Have you ever seen a successful person cast with a spell over them? The glitz and the glamour, spewing glitter from every orifice. How did you feel?
Let me introduce you to pleasure derived from some else’s misfortune –schadenfreude. Did you know that envy is registered in the mind like a real feeling of bodily pain? On the other hand, schadenfreude induces a pleasant euphoric state akin to a low-grade orgasm. Why am I sharing this? Because no one is talking about it. People may know it, may be familiar with it, however many do not confront, deal or embrace it. May be it’s time to unplug and make sure that you aren’t getting off at someone else’s expense.
Bruna Martinuzzi, author of The Green-Eyed Monster, states that envy is one of the disruptive emotions that affects our corporate environments. The “I want what you have” mentality. When we delve deeper into the fundamental factors that underpin envy, making comparisons rears its ugly head.
Throughout childhood we are introduced to the natural human impulse to measure ourselves against what others do and what they have. We drag a bag behind us stuffed with parts of ourselves that are not acceptable to families and friends, and then spend the rest of our lives trying to get them out. Early messages about success, power and vulnerability are infused in our thinking, and our judging mind generates feelings of envy.
There was a time when envy served a purpose in helping us to keep alive. Today, envy is no longer geared toward our survival. However, when we perceive that we are being disadvantaged our survival instincts kick in. Think Fear of Missing Out, or not being invited to a business meeting. We begin to create stories about how we were overlooked and how unfair the decision was. Our sense of inferiority magnifies and our brain registers envy as pain.
Envy is woven within the fabric of our organisations and the ripples are crippling.1 It affects employee moods, morale, culture, and leads to employee disengagement and loss of productivity. It manifests at work through teams competing for resources and individuals seeking external validation.
Within your organisation, when hiring new high achievers within a team, have you observed long-term employees feeling like the newest additions get preferential treatment? Even though you treat everyone equally, this perception creates water cooler talk that you value the newcomers more, giving them more support and opportunities to shine.
Irrespective of title, people within organisations also play a role in poking the green monster. Check yourself: Do you constantly name drop, brag about your connections with high profile influencers, or shoot down potential ideas as no one can’t outsmart you?
It is impossible to eradicate envy from a workplace. However, leaders can create environments that minimise appearances from the green-eyed monster. Here’s how you can neutralise envy in the workplace.

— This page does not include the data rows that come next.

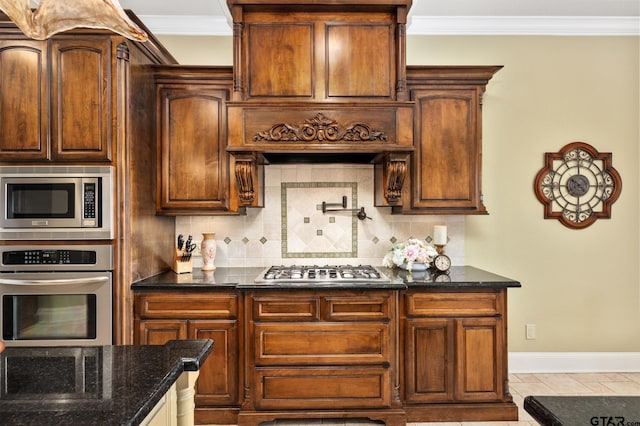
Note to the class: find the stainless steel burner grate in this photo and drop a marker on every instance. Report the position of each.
(322, 274)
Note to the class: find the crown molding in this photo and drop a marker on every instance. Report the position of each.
(189, 25)
(526, 25)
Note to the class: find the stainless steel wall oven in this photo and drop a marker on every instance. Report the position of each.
(56, 295)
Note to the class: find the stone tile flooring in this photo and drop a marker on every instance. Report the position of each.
(522, 385)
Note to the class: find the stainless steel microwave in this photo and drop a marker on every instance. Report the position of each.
(56, 202)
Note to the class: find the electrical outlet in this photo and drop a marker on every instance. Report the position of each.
(530, 331)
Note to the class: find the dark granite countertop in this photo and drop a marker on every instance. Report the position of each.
(584, 410)
(243, 278)
(94, 385)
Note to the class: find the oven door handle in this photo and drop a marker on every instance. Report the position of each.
(67, 281)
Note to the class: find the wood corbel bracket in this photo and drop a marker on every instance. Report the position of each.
(244, 167)
(395, 167)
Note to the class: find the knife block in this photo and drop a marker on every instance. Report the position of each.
(182, 266)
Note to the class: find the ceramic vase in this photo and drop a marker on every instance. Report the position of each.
(415, 267)
(208, 250)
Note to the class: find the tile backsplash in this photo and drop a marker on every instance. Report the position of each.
(292, 228)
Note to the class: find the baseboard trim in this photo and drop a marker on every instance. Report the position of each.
(573, 362)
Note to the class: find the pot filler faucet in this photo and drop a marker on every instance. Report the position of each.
(342, 207)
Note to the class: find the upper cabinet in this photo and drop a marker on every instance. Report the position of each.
(319, 51)
(56, 99)
(24, 108)
(193, 165)
(446, 168)
(319, 56)
(319, 78)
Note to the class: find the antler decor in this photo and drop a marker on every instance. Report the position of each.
(54, 16)
(578, 185)
(320, 129)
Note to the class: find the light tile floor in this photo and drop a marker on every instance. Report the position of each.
(522, 385)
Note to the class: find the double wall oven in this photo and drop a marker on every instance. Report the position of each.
(56, 255)
(56, 295)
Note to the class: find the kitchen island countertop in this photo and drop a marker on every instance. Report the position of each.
(92, 385)
(243, 278)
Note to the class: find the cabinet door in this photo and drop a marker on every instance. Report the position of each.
(23, 100)
(193, 175)
(446, 169)
(429, 360)
(159, 332)
(218, 380)
(81, 103)
(479, 359)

Encouraging transparent communication and open expression of views creates a space where safety and trust is built. It allows opportunities to prevent envious feelings generating. Nipping envy in the bud eliminates the culmination of negativity before it reaches a critical mass.
Once you have confirmed that a leader has been bitten by envy, notice the unwritten rules that appear. “Tell her what she wants to hear to keep the peace and keep your job”. “Don’t rock the boat”. “If you want your idea to be embraced, make it look like his (or hers)”. When our culture is infested with these conclusions it is the start of productivity and performance decline. Gratitude for the privilege of leading others is the antidote to reverse any envy towards another human being.

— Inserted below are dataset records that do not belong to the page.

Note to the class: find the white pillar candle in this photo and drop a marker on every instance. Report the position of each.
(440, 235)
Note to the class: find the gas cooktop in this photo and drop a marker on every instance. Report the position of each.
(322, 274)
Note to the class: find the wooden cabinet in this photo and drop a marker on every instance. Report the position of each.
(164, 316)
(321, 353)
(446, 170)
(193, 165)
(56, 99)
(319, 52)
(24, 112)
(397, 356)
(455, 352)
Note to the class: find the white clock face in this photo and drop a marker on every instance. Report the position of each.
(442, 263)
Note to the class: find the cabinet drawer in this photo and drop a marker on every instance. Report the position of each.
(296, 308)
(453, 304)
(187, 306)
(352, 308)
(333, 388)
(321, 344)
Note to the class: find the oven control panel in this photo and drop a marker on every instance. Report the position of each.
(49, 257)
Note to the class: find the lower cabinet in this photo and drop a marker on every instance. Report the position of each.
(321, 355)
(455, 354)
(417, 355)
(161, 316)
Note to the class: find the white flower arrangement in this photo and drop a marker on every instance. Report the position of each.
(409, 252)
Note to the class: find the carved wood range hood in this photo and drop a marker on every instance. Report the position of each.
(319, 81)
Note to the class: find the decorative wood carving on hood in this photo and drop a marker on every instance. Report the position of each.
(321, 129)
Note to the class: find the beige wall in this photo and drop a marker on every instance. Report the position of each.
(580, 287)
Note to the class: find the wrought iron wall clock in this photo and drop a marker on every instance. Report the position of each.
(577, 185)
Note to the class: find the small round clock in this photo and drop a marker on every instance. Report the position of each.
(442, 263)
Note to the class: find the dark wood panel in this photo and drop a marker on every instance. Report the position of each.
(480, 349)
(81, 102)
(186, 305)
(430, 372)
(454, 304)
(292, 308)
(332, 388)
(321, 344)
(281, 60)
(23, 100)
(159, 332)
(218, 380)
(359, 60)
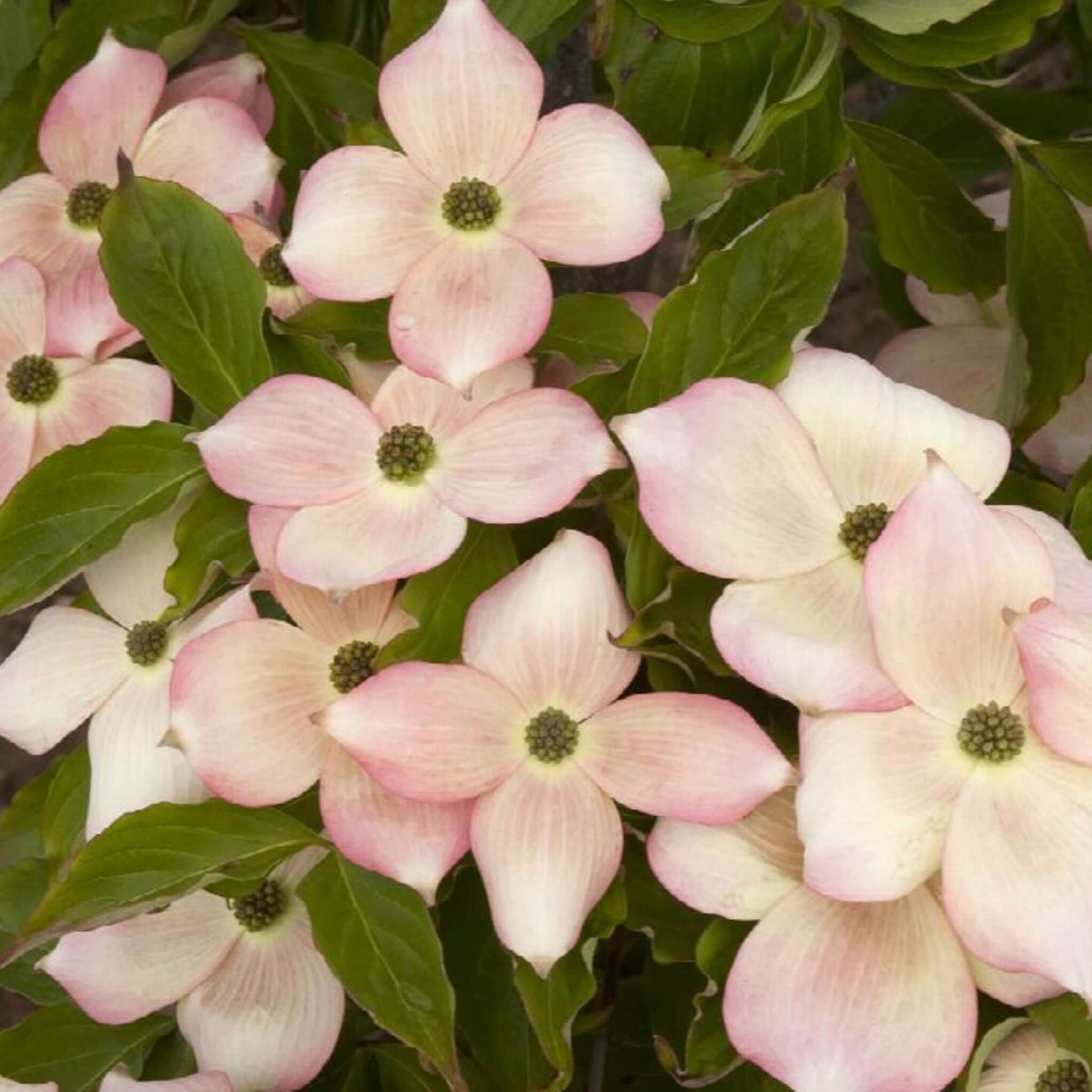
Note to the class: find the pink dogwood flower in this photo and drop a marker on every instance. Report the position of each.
(210, 145)
(242, 705)
(784, 493)
(966, 778)
(386, 492)
(531, 728)
(48, 403)
(256, 999)
(962, 355)
(458, 228)
(827, 995)
(114, 667)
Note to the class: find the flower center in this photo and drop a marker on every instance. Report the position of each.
(33, 379)
(862, 527)
(552, 736)
(86, 202)
(146, 643)
(405, 452)
(471, 204)
(353, 663)
(1067, 1075)
(260, 909)
(273, 269)
(993, 733)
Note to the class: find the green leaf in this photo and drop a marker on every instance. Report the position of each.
(748, 303)
(589, 329)
(178, 273)
(210, 538)
(150, 857)
(75, 506)
(378, 938)
(441, 598)
(63, 1044)
(925, 224)
(1050, 295)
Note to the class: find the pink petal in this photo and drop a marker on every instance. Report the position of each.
(687, 756)
(728, 482)
(738, 870)
(432, 732)
(412, 842)
(97, 398)
(524, 458)
(101, 109)
(806, 639)
(296, 441)
(40, 706)
(1013, 885)
(588, 191)
(963, 365)
(827, 995)
(465, 98)
(936, 600)
(270, 1015)
(363, 219)
(469, 306)
(548, 846)
(129, 769)
(544, 630)
(242, 701)
(871, 435)
(875, 803)
(122, 972)
(384, 531)
(213, 148)
(240, 80)
(22, 311)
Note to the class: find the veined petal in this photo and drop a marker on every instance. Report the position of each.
(1013, 888)
(69, 663)
(728, 482)
(740, 870)
(465, 98)
(432, 732)
(524, 458)
(687, 756)
(129, 769)
(470, 305)
(413, 842)
(871, 435)
(544, 630)
(122, 972)
(828, 996)
(191, 144)
(101, 109)
(877, 795)
(269, 1016)
(547, 843)
(806, 639)
(296, 441)
(242, 701)
(364, 218)
(588, 191)
(936, 600)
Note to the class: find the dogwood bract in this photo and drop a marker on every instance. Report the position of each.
(116, 671)
(256, 999)
(458, 228)
(530, 727)
(386, 492)
(242, 699)
(784, 493)
(51, 402)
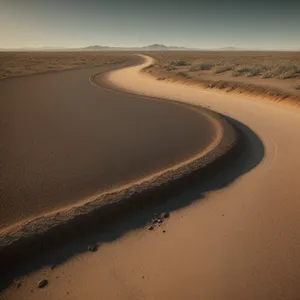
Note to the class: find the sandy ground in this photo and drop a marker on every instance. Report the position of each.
(233, 237)
(16, 64)
(275, 74)
(65, 140)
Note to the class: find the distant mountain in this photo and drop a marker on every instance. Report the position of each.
(162, 47)
(154, 47)
(96, 48)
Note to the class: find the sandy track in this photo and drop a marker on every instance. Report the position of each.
(109, 153)
(64, 140)
(241, 241)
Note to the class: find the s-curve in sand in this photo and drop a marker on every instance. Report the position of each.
(237, 238)
(65, 140)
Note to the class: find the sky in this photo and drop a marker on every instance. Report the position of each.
(205, 24)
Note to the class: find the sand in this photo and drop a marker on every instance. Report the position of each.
(237, 238)
(81, 156)
(65, 140)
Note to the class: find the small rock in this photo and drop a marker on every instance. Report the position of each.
(42, 283)
(93, 248)
(165, 215)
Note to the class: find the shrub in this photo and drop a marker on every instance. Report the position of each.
(179, 63)
(182, 74)
(202, 66)
(222, 69)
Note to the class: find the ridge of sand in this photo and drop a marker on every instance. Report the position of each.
(150, 85)
(25, 239)
(239, 240)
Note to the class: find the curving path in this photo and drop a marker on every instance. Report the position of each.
(242, 241)
(64, 139)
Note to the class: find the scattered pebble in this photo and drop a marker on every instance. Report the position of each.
(165, 215)
(41, 284)
(93, 248)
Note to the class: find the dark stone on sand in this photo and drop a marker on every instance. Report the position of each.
(165, 215)
(93, 248)
(41, 284)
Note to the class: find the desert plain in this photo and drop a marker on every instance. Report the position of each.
(229, 233)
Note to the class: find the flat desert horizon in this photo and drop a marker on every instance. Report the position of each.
(150, 151)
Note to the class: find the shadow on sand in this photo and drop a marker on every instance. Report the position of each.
(247, 156)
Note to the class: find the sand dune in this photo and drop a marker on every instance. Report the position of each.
(82, 153)
(241, 241)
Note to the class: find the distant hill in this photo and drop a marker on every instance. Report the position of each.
(162, 47)
(96, 48)
(154, 47)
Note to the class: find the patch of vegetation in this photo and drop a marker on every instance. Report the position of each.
(222, 69)
(202, 66)
(179, 63)
(182, 74)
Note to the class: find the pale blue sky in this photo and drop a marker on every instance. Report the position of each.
(190, 23)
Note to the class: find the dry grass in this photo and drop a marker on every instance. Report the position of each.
(276, 74)
(14, 64)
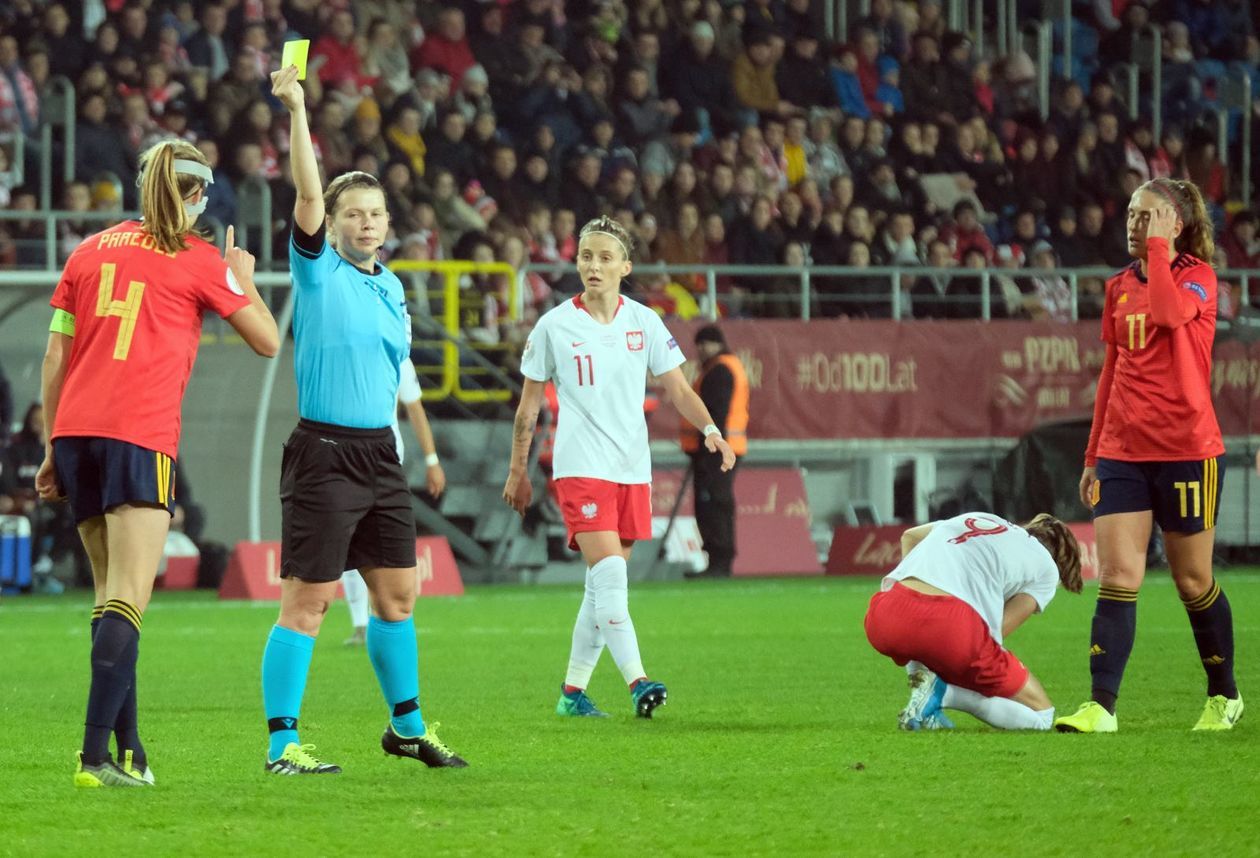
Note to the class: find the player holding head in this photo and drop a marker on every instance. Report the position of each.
(1154, 450)
(345, 502)
(963, 585)
(435, 480)
(126, 325)
(599, 349)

An ability to say “thank you” is the first step of forgiveness which opens the door of gratitude. Forgiveness is an opportunity to let go of the bitterness that envy breeds. It creates a process of resolution where a perceived wrong may have occurred. When we allow ourselves to experience empathy and compassion it nourishes our soul and enables us to let go. When we choose to better ourselves, humankind improves.
Envy can destroy relationships, impede your career and erode your soul. The minute we notice that envy is present, and can name it, we have disrupted its strong pull. Self-awareness creates an opportunity to identify what triggers your envy of others. When a situation arises, examine the context and explore your feelings attached to the situation. Invest your energy into seeing how far you have grown and what areas you need to strengthen.
Workplaces can strive to make their culture the envy of their competitors. Create a thriving workplace where key talent is energised and retained for long term success. When you lead by example, consistently take action and focus on tangible results and outcomes whilst nurturing and challenging people, you will establish an enviable workplace culture. People want to live in a culture where they love their jobs, where they feel connected to the vision, and both people and business.
Within the workplace, you may use your envy of a colleague’s promotion as a catalyst for change and inspiration to expand your own knowledge, learning and personal toolbox to create future opportunities. On a deeper level, envy may be the illusion of an unfulfilled need and when we unveil the illusion, a road map of possibilities is the centerpiece.